I've seen some awful things in my life when it comes to children who may need a different approach for remediation or enrichment however, one of the worst has to be when parents choose the wrong people to help their child with an issue. One parent came in to tell me that one of their teachers (an Orton-Gillingham Member) claimed that her daughter needed Orton-Gillingham and for some reason or another, the mother paid thousands of dollars to the school and after four months, the school could not provide any documentation that demonstrated progress from the money they collected. I was livid when I heard of this and after less than one month, the student went from sounding like a Kindergartner sounding each sound out to reading in complete sentences.

I'm always happy to see that I can stand behind all of my hard work and everything that we set out to do is accomplished.

Thursday, February 9, 2017

Atlanta Orton-Gillingham/Singapore Math: How to Know When Your Child May Be Having Problems at Home or School

Every month I am able to work with clients all over Atlanta and the country who share with me the challenges that they have with their child. Some issues that their young ones may have are quite normal for a professional like myself who sees this more often than not however, given that they are seeing this issues first hand, it is all very daunting to a new parent.

Here are Some Behaviors that may be indicate that your child is struggling at school

1. Refuses To Read Out Loud

In the early years of your child's education, the foundation of learning is based on print. They transition from a sensory environment that is filled with music and art into one where they must look at information and describe it.

If your child is having problems with learning how to read, they become their own worst critic and may not want to share with you how difficult it is for them.
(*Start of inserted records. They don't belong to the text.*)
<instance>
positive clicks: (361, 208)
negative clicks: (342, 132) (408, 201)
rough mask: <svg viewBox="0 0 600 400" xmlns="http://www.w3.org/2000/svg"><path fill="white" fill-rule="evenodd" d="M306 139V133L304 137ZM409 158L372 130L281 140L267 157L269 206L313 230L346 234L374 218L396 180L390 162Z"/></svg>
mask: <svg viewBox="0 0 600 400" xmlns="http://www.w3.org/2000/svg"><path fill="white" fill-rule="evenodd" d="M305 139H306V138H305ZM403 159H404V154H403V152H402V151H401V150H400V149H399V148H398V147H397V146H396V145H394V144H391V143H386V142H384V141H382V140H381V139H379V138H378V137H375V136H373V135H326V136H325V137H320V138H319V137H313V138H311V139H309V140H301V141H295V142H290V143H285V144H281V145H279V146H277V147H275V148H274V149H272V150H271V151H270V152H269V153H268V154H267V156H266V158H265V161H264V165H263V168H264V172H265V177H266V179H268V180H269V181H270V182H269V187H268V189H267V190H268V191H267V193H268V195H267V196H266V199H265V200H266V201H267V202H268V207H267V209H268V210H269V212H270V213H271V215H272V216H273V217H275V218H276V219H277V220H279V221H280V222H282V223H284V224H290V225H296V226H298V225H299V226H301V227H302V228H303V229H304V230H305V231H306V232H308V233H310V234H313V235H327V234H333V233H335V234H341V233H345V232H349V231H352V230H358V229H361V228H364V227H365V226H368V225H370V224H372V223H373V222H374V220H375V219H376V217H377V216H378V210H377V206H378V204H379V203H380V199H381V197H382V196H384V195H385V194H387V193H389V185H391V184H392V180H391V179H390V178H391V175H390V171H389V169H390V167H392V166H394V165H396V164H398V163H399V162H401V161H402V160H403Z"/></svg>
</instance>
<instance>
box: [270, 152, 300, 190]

After seeing other children in their class pick up books and go through the material, they struggle with understanding the different letters and "sounding like them". It is easy to see why they would not want to read your favorite bed time story with them when they come home.

2. Enuresis Makes A Comeback

Many children lack the communication skills to describe the barrage of feelings that they hold deep in their heart. Whether it is dealing with a difficult classmate or missing their mommy/daddy when they work too much or are out of town, they keep it bottled up inside because they have not been taught how to "talk through" their feelings.
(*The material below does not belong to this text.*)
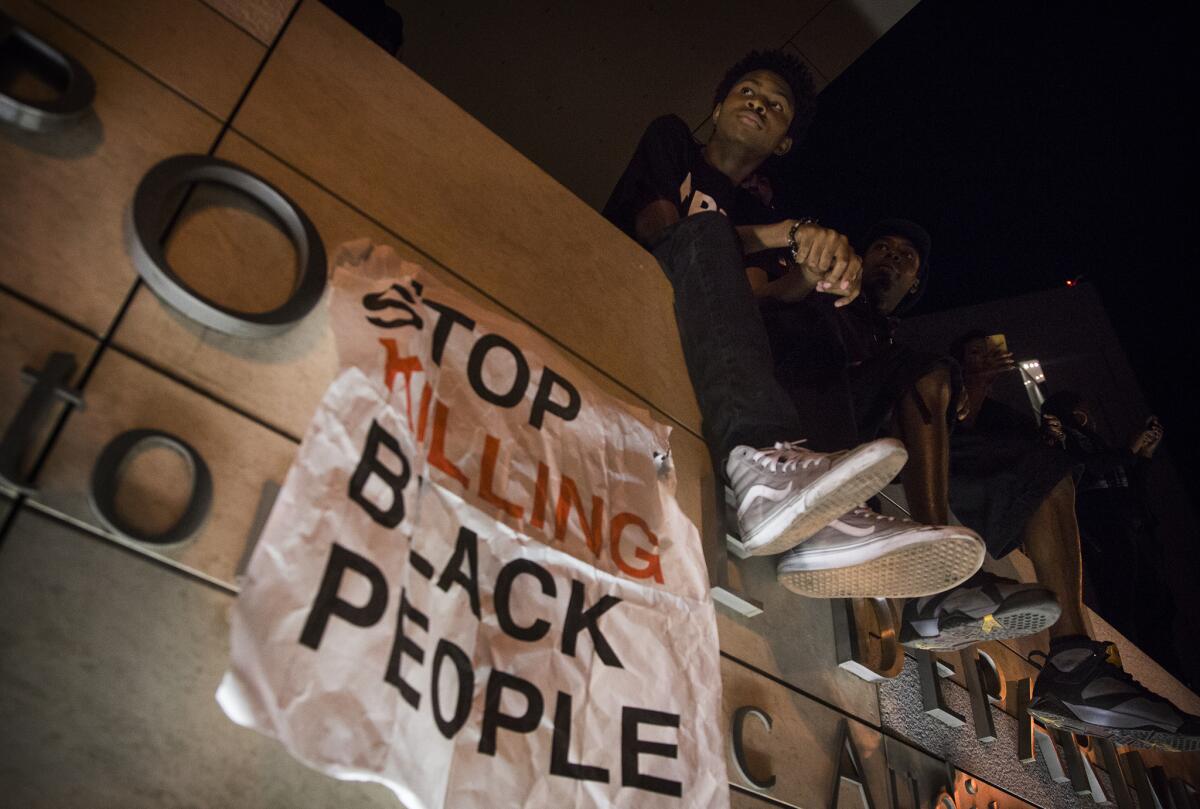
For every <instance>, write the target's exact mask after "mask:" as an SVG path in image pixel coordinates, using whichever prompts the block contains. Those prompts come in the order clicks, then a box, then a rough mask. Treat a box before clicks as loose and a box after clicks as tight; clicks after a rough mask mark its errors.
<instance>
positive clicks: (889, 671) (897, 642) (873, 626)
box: [830, 598, 904, 683]
mask: <svg viewBox="0 0 1200 809" xmlns="http://www.w3.org/2000/svg"><path fill="white" fill-rule="evenodd" d="M830 604H832V606H833V637H834V653H835V654H836V657H838V665H839V666H840V667H841V669H845V670H846V671H848V672H851V673H853V675H857V676H858V677H862V678H863V679H865V681H866V682H869V683H875V682H878V681H881V679H892V678H894V677H899V676H900V672H901V671H902V670H904V649H901V648H900V640H899V637H898V635H896V633H898V630H899V628H900V613H899V612H898V611H896V605H895V601H893V600H890V599H882V598H872V599H865V598H856V599H834V600H833V601H830ZM872 630H874V631H872Z"/></svg>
I've listened in on parents telling me that their five/six/seven year old is still bedwetting and they miss the psychological aspect behind this issue than the physiological aspect. If you've noticed that your child is starting to have accidents more frequently, it may be a sign that should ask your child what they are worried about.

3. Does Not Want to Engage in Conversation After School

"What did you do at school today?"

Some children are unable to answer the question because they have repressed their entire school day because it is truly traumatizing. Fortunately, with technology and access to his/her teacher and classmates, it is much easier to find out what is happening at school and what you can do at home to remedy their communication ills.
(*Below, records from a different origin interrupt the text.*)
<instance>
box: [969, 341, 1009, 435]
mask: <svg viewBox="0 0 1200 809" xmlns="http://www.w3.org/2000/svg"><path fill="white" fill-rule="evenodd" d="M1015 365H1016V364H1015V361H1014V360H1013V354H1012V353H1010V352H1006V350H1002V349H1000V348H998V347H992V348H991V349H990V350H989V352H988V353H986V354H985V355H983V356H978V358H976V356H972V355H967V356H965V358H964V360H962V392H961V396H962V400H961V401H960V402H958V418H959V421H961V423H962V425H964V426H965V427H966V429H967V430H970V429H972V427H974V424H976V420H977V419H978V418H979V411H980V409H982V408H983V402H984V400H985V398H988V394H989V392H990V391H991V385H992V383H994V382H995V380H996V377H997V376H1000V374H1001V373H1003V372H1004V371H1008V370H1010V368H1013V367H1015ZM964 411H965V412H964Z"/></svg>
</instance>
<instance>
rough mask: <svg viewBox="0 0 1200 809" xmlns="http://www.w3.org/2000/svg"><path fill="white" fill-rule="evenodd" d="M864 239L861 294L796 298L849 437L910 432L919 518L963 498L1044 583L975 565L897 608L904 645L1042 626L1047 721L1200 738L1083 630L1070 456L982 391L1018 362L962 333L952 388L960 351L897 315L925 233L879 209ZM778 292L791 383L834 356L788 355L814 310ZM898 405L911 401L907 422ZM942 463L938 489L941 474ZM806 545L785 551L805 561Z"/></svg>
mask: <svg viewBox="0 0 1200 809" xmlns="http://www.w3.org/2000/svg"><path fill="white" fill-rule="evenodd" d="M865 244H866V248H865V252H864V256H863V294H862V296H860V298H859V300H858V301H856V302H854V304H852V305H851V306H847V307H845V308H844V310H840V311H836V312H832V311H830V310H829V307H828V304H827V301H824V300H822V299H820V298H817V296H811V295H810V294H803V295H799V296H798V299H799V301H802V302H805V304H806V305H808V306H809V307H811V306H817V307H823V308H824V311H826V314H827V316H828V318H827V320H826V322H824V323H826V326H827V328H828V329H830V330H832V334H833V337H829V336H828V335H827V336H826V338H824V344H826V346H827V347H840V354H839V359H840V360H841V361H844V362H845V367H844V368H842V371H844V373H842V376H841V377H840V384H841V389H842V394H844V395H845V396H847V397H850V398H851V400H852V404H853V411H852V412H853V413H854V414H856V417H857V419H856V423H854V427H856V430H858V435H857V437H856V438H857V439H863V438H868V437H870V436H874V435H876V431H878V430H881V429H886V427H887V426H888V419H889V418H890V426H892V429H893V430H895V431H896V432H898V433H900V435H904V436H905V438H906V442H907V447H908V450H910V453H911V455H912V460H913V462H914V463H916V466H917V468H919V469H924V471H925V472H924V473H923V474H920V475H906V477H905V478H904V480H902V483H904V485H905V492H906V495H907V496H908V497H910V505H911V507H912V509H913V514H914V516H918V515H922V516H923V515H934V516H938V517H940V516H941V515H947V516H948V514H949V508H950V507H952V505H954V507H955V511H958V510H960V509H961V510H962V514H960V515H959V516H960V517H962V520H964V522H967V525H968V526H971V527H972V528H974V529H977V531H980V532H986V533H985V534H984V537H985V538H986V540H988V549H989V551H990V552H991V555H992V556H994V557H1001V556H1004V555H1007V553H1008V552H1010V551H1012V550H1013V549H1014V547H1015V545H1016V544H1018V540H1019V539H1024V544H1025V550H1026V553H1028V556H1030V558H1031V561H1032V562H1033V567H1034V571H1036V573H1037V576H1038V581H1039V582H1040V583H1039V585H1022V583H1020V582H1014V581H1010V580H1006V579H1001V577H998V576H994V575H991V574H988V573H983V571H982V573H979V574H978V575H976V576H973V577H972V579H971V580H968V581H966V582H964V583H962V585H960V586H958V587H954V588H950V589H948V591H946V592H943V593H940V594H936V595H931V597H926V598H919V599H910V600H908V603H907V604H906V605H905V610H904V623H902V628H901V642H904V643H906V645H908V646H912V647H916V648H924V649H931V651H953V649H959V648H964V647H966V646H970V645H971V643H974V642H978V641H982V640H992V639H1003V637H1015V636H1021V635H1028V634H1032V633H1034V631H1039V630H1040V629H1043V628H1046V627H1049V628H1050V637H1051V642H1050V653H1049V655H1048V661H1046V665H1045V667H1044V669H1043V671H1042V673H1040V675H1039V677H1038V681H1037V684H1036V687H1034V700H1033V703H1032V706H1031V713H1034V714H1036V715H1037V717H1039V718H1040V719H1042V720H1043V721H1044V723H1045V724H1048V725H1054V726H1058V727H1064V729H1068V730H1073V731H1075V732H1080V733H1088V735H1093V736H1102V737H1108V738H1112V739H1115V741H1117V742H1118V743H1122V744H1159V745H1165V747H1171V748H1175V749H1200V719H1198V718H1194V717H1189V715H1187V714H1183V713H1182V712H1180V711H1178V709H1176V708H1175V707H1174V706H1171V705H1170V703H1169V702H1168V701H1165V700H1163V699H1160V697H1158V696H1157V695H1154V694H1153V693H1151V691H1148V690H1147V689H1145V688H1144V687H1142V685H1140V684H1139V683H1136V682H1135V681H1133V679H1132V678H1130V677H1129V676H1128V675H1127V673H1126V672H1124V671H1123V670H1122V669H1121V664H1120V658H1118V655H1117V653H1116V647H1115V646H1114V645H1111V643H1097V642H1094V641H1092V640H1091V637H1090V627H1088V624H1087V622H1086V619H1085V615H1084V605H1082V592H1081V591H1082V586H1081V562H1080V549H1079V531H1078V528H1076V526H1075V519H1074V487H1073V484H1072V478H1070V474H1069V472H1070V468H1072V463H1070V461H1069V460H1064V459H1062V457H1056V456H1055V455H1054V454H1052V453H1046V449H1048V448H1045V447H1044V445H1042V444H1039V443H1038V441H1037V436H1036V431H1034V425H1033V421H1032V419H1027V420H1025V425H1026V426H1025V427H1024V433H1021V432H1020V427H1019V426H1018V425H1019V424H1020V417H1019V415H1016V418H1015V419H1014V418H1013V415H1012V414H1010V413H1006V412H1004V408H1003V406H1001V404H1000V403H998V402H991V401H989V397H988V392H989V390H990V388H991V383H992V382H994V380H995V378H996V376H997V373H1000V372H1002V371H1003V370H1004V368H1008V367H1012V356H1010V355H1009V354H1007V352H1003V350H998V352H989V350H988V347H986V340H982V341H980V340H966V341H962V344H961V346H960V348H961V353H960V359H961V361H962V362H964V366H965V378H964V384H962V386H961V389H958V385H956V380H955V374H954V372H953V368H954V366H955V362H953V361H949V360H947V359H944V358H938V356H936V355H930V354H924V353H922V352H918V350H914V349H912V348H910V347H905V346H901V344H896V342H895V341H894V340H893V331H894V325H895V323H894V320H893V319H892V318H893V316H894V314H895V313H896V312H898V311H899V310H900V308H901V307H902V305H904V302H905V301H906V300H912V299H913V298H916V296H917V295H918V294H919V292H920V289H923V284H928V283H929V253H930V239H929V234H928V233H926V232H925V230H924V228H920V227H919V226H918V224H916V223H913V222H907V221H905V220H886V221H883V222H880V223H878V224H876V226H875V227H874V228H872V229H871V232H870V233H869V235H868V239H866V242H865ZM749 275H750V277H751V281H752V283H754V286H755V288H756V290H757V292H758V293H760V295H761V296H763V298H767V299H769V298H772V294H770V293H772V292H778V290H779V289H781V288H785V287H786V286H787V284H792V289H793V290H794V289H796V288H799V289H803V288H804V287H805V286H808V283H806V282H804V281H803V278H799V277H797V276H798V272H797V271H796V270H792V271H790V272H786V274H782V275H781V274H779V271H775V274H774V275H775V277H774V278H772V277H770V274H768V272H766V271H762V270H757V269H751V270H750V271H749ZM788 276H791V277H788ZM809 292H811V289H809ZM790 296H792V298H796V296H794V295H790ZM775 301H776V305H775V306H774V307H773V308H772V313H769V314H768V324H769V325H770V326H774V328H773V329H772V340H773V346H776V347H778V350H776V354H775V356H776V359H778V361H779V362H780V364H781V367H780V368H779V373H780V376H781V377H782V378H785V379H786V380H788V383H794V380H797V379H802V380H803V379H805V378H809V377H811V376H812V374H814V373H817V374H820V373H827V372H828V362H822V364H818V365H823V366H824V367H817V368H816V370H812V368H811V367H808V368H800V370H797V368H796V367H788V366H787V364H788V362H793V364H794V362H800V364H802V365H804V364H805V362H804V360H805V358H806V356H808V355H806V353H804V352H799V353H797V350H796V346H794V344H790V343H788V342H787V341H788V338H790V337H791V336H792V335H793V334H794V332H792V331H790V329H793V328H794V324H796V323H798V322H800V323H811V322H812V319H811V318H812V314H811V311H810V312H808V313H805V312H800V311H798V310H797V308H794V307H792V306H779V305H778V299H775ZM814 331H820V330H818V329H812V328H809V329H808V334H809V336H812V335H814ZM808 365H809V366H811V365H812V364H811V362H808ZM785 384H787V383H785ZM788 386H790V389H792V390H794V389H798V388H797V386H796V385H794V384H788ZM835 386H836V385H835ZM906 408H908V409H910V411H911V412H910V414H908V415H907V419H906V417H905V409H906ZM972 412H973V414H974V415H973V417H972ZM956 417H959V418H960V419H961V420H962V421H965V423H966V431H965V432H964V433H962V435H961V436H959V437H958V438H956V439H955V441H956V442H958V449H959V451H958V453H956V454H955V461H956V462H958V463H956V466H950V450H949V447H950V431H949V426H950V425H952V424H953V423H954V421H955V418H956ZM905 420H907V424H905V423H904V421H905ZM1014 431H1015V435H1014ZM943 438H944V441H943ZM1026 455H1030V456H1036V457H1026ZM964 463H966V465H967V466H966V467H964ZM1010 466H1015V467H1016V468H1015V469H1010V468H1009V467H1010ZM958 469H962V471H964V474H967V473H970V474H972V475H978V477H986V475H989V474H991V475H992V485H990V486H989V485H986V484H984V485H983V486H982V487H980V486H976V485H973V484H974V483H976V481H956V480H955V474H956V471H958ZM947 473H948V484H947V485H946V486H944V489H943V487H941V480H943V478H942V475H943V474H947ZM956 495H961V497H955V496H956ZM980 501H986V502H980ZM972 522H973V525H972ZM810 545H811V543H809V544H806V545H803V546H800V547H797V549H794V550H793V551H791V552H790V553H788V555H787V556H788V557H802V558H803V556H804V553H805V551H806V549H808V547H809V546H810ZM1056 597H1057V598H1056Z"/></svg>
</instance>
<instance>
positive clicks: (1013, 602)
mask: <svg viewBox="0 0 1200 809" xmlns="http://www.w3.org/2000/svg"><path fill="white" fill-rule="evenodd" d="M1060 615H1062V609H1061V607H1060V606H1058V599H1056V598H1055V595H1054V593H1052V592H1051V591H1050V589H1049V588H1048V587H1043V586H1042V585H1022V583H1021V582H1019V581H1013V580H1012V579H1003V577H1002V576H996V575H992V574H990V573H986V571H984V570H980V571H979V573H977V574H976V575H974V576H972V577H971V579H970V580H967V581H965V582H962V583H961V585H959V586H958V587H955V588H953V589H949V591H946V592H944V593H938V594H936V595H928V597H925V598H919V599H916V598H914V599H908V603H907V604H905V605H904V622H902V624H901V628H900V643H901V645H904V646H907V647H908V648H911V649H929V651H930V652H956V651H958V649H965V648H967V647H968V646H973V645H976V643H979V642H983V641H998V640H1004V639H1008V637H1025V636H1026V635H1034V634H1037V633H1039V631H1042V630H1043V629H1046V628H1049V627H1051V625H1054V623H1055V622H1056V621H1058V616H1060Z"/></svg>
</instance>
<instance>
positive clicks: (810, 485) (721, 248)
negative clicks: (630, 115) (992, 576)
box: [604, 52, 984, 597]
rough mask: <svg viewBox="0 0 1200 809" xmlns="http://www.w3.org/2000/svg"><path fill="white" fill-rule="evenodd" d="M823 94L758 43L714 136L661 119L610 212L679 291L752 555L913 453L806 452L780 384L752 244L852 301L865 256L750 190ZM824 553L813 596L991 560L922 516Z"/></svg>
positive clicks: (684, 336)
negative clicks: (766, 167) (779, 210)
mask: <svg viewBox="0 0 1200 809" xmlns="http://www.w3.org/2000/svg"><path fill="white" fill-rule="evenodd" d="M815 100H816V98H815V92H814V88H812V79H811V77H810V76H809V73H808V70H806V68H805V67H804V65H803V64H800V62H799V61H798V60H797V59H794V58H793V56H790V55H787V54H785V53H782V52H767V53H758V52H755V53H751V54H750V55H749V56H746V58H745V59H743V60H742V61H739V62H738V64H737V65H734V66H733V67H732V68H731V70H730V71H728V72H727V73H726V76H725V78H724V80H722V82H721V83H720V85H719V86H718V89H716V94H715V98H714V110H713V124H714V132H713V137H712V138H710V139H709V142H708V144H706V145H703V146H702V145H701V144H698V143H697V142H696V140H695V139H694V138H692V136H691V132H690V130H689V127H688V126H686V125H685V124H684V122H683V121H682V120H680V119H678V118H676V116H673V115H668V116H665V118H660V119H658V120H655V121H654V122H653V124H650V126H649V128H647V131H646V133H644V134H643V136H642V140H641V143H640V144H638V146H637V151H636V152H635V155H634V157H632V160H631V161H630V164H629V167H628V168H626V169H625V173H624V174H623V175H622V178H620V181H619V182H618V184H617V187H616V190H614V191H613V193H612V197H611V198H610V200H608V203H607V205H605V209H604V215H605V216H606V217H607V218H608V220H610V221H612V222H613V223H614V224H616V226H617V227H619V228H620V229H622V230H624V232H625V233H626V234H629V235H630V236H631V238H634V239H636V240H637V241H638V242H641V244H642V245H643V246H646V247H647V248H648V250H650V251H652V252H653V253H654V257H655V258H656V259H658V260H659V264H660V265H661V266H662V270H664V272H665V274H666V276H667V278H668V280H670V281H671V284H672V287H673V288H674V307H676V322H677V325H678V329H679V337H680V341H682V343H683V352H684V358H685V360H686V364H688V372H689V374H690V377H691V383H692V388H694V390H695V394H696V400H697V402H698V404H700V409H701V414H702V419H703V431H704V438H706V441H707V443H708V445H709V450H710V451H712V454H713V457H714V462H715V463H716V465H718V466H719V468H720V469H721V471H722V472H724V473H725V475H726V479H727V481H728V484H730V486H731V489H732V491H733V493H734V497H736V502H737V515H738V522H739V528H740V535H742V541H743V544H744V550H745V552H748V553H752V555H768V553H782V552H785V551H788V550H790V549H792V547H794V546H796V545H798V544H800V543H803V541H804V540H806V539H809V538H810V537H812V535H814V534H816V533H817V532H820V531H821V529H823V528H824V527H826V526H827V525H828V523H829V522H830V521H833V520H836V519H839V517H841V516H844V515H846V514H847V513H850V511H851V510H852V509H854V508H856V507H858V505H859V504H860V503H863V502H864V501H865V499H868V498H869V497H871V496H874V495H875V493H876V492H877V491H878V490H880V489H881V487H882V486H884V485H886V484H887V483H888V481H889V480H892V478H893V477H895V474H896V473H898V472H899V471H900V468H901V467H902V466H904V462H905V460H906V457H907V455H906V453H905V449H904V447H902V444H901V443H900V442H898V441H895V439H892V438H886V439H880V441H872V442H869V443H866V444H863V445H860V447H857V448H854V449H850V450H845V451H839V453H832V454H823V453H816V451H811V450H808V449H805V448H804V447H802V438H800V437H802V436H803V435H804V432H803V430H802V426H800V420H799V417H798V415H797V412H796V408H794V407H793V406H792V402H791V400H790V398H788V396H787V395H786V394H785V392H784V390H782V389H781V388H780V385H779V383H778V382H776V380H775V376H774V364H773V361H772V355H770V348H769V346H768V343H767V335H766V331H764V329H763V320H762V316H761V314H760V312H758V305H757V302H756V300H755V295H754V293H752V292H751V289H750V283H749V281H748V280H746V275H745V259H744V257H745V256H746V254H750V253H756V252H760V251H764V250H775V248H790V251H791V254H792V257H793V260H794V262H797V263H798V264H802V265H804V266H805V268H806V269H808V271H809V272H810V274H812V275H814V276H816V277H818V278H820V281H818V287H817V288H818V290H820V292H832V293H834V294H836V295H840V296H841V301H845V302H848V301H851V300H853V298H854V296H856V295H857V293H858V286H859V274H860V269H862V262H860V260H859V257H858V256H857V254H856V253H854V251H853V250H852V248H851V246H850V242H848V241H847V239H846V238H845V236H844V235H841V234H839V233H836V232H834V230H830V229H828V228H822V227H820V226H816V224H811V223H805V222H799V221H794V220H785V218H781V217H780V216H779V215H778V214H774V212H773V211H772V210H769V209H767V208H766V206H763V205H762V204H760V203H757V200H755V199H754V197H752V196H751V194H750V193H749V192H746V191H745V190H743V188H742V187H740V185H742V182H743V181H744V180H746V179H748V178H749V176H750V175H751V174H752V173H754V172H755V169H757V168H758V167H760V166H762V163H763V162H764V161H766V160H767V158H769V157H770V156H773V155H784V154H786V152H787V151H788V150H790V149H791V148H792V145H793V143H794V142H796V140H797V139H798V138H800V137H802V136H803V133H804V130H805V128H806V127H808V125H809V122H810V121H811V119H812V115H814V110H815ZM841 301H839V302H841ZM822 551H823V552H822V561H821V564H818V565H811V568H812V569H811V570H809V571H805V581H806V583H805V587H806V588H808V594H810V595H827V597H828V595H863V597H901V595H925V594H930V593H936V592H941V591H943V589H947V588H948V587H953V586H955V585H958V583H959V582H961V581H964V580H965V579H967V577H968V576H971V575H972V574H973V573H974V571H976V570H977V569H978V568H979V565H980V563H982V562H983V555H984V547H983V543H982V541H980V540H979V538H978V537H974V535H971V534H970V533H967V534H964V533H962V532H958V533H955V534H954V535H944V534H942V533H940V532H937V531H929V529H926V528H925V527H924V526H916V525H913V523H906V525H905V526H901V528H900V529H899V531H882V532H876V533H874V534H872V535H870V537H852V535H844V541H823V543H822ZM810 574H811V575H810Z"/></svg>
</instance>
4. Has Problems with Transitioning

When it is time for you to go to a social event such as dinner or a community gathering, your child should not take more than a few minutes to get ready and walk out the door. However, if your child has problems with time management and then reverts to a tantrum after you have reminded him/her that you are leaving in one minute, there are underlying issues at hand that need to be dealt with.

5. Strained relationship with siblings/pets

Sibling rivalry is more of a state than a condition in many families. When your child is with their younger or older sibling and has changed personalities over the course of the last few weeks, there may be an issue that you have not been apprised of. I've seen children verbally taunt and become physically aggressive to their siblings and when asked why they are doing this, the response they give is usually that they have felt attacked at school and are backed into a corner.